Cheeky Management Commentary
“With globalwafers, they lose access to smart cut in 2027. They have 10% share in 300mm with our IP, what do you think is going to happen without our IP?”
Management has claimed they have 70% share in 200mm SOI wafers and 90%+ share in 300mm. 300mm is what will mostly be used in the future so that is the only share number that matters. This is overall SOI share btw, not the harder photonics subsegment.
GlobalWafers of Taiwan got ~10% share by licensing Smart Cut from Soitec.
There have been rumors that GlobalWafers is in qualification with TSMC for SOI. However, this would be still on Smart Cut.
The license expires in 2027. And GlobalWafers has been pushing to exit it early because licensing fees are a perpetual cost on their margin and they seem to think they can do it themselves.
Soitec management is trying to politely tell you they’ll have a monopoly soon.
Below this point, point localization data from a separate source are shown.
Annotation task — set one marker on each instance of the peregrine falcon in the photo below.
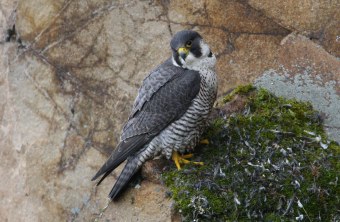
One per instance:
(170, 111)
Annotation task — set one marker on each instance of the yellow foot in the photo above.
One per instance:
(205, 142)
(178, 159)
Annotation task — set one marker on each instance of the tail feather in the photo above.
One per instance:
(131, 167)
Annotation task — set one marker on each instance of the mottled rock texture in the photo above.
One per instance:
(69, 76)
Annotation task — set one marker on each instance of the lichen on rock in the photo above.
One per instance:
(270, 161)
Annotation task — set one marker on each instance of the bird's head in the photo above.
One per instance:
(190, 51)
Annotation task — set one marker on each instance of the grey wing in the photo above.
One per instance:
(153, 82)
(165, 106)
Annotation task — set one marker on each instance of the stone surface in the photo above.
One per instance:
(318, 20)
(308, 74)
(67, 89)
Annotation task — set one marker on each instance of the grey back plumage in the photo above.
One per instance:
(163, 98)
(170, 109)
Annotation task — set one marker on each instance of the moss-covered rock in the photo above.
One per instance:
(270, 162)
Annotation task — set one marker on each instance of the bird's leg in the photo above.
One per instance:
(178, 159)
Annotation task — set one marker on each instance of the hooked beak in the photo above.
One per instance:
(183, 52)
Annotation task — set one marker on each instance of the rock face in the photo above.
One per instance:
(67, 86)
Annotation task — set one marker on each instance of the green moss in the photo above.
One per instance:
(240, 90)
(274, 163)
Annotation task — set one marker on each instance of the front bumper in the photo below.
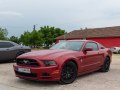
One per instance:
(51, 73)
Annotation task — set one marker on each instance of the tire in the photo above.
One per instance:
(69, 73)
(19, 53)
(106, 65)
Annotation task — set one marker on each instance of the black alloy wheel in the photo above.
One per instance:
(106, 66)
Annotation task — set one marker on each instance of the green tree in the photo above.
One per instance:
(43, 37)
(49, 34)
(25, 38)
(3, 33)
(36, 39)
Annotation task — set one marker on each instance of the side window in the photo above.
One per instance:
(6, 45)
(93, 45)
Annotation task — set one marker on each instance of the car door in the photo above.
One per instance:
(90, 59)
(6, 50)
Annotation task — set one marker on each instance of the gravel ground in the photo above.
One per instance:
(93, 81)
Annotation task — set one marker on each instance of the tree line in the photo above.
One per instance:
(44, 37)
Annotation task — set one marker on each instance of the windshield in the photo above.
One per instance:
(69, 45)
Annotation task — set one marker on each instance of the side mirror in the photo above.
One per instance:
(88, 49)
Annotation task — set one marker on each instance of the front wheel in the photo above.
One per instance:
(69, 73)
(106, 65)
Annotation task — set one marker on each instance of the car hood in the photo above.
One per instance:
(46, 54)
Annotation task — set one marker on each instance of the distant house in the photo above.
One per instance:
(109, 36)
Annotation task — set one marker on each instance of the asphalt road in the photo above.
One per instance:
(93, 81)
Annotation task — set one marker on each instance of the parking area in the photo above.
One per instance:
(93, 81)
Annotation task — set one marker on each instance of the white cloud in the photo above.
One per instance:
(10, 13)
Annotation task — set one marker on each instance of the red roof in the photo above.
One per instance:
(93, 33)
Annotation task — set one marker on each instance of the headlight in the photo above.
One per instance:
(49, 63)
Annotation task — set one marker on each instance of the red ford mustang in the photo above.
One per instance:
(64, 61)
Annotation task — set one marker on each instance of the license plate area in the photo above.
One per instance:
(24, 70)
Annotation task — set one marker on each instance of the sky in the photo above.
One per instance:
(20, 15)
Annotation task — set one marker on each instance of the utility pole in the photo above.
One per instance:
(34, 27)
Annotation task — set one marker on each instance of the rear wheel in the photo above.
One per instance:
(69, 73)
(106, 65)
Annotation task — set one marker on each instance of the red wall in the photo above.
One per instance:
(107, 42)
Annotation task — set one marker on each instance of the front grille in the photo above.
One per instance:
(26, 74)
(27, 62)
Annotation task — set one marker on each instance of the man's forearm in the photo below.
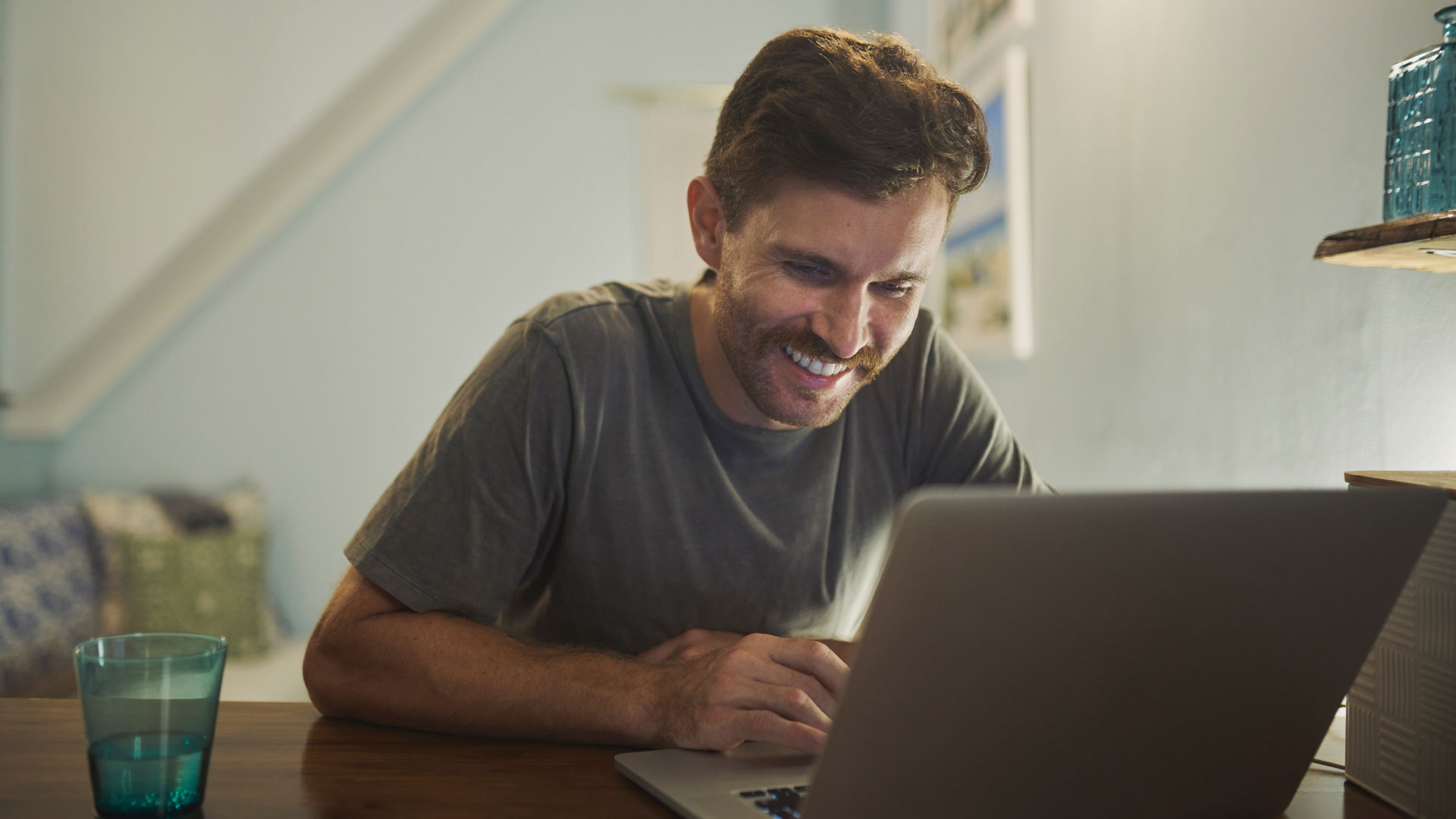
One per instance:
(447, 673)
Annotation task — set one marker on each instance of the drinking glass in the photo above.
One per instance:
(150, 708)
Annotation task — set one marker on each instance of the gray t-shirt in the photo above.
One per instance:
(584, 488)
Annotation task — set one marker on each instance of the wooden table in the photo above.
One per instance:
(280, 760)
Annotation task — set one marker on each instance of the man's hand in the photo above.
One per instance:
(756, 689)
(689, 646)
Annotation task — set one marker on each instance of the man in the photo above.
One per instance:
(654, 512)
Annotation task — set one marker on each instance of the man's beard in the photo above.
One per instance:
(752, 352)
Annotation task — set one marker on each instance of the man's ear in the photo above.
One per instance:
(705, 212)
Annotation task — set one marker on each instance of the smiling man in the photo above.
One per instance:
(654, 512)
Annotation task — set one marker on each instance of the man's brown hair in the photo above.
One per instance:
(870, 115)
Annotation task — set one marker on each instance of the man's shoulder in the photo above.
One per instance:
(592, 308)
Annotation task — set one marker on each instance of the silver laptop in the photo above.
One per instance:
(1125, 654)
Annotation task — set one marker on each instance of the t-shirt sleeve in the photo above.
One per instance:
(963, 436)
(471, 516)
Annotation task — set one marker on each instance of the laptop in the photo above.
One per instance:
(1100, 654)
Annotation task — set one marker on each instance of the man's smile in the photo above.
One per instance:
(817, 373)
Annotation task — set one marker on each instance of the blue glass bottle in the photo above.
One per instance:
(1420, 140)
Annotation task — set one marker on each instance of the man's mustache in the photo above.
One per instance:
(804, 341)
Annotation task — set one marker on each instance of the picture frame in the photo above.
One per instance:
(984, 295)
(973, 31)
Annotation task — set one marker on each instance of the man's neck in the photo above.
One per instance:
(712, 362)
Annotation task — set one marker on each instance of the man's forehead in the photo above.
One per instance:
(833, 223)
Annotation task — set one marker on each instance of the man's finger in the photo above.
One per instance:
(814, 659)
(786, 701)
(766, 726)
(778, 675)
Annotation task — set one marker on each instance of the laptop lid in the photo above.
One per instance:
(1128, 654)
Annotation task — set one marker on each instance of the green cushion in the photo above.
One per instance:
(207, 582)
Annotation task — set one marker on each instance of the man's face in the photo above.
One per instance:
(819, 289)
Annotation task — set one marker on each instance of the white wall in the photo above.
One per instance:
(1187, 158)
(128, 123)
(1185, 161)
(319, 368)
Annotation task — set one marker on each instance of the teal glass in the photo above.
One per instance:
(1420, 136)
(150, 708)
Without Smart Cut, GlobalWafers has no credible path to producing photonics-grade SOI at the thickness uniformity and defect density that foundries require. They might retain some legacy customers on lower-spec products. But in the photonics segment the qualification bar is simply too high for a process that is starting from scratch.
This near 100% market share is built to last. SOI is a sticky supply relationship. Foundries qualify a specific supplier’s specific product into a specific process platform which involves extensive characterization of the optical and electrical properties of the wafer and gets baked into the PDK that every fabless customer designs to. Switching suppliers means re-qualifying the wafer, re-characterizing the process, potentially re-validating every customer design.
Nobody switches a qualified photonics wafer supplier mid-ramp unless they have a compelling reason to, and after 2027 there will be even fewer suppliers to switch to.